Division of Hematology-Oncology, Department of Medicine, Samsung Medical Center, Sungkyunkwan University School of Medicine, Seoul, 06351, Korea.
Biomedical Research Institute, Samsung Medical Center, Sungkyunkwan University School of Medicine, Seoul, 06351, Korea.
Breast Cancer Res Treat. 2020 Nov;184(2):325-334. doi: 10.1007/s10549-020-05874-1. Epub 2020 Aug 18.
We investigated the expression profiles of immune genes in patients with triple-negative breast cancer (TNBC) to identify the prognostic value of immune genes and their clinical implications.
NanoString nCounter Analysis of 770 immune-related genes was used to measure immune gene expression in patients with TNBC who underwent curative surgery followed by adjuvant chemotherapy at Samsung Medical Center between 2000 and 2004. Statistical analyses were conducted to identify the associations between gene expression and distant recurrence-free survival (DRFS).

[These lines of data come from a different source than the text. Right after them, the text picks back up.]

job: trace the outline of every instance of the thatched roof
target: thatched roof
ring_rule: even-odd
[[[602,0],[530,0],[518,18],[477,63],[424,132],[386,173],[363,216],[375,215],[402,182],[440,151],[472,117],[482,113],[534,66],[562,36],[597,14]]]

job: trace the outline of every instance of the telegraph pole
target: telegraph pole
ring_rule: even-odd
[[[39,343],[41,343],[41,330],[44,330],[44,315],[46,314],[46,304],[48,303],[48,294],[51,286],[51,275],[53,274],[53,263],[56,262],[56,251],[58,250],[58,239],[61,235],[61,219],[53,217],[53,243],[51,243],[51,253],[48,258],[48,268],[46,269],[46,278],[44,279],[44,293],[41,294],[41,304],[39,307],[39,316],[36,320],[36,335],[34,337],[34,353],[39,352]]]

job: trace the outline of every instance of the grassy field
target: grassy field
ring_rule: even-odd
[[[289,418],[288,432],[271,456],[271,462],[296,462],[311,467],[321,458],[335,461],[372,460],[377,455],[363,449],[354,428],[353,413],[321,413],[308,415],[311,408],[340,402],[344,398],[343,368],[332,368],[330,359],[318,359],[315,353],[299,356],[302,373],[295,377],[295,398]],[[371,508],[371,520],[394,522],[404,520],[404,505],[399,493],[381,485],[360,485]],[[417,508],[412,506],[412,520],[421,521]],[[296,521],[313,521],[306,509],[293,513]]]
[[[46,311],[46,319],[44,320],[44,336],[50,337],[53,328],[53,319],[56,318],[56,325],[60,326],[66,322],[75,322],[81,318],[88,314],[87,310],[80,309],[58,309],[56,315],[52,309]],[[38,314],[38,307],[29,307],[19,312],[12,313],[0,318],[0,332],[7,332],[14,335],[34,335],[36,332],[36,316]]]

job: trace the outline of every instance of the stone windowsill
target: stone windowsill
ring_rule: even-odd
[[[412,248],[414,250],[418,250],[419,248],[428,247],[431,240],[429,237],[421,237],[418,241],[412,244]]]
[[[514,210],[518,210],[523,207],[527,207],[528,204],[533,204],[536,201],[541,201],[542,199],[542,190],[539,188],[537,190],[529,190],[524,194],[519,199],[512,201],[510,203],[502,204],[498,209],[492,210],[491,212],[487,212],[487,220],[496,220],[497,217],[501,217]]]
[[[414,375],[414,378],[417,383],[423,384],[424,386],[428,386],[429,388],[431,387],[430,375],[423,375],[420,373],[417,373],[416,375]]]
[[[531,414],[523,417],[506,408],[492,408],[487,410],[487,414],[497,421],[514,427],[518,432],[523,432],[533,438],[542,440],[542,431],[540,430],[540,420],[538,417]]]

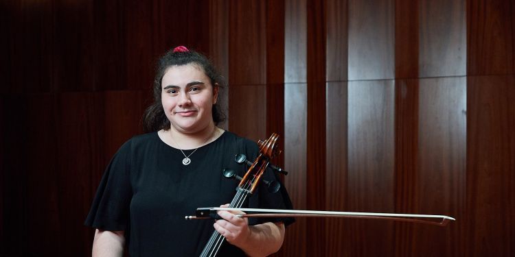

Of 1189 patients who underwent curative BC surgery, 200 TNBC patients were included and stage was the only clinical factor predictive of DRFS. In terms of immune genes, 155 of 770 genes were associated with DRFS (p < 0.01). Further multivariate analysis revealed that 13 genes, CD1B, CD53, CT45A1, GTF3C1, IL11RA, IL1RN, LRRN3, MAPK1, NEFL, PRKCE, PTPRC, SPACA3 and TNFSF11, were associated with patient prognosis (p < 0.05). The prognostic value of stage and expression levels of 13 immune genes was analyzed and the area under the receiver operating characteristic curve (AUC) was 0.923. Based on the AUC, we divided patients into three genetic risk groups and DRFS rate was significantly different according to genetic risk groups, even in the same stage (p < 0.001).
In this study, a 13-gene expression profile in combination with stage precisely predicted distant recurrence of early TNBC. Therefore, this 13-immune-gene signature could help predict TNBC prognosis and provide guidance for treatment as well as the opportunity to develop new targets for immunotherapy in TNBC patients.
我们研究了三阴性乳腺癌(TNBC)患者免疫基因的表达谱,以确定免疫基因的预后价值及其临床意义。
在 2000 年至 2004 年期间,在三星医疗中心接受根治性手术和辅助化疗的 TNBC 患者中,使用 NanoString nCounter 分析了 770 个免疫相关基因,以测量免疫基因的表达。进行统计分析以确定基因表达与远处无复发生存(DRFS)之间的关联。
在接受根治性 BC 手术的 1189 例患者中,纳入了 200 例 TNBC 患者,而分期是唯一与 DRFS 相关的临床因素。就免疫基因而言,770 个基因中有 155 个与 DRFS 相关(p < 0.01)。进一步的多变量分析显示,13 个基因(CD1B、CD53、CT45A1、GTF3C1、IL11RA、IL1RN、LRRN3、MAPK1、NEFL、PRKCE、PTPRC、SPACA3 和 TNFSF11)与患者预后相关(p < 0.05)。分析了分期和 13 个免疫基因表达水平的预后价值,受试者工作特征曲线(ROC)下面积(AUC)为 0.923。基于 AUC,我们将患者分为三个遗传风险组,并且根据遗传风险组,即使在相同的分期,DRFS 率也有显著差异(p < 0.001)。
在这项研究中,结合分期的 13 个基因表达谱精确预测了早期 TNBC 的远处复发。因此,该 13 个免疫基因特征可帮助预测 TNBC 预后,并为治疗提供指导,并为 TNBC 患者的免疫治疗提供新的靶点机会。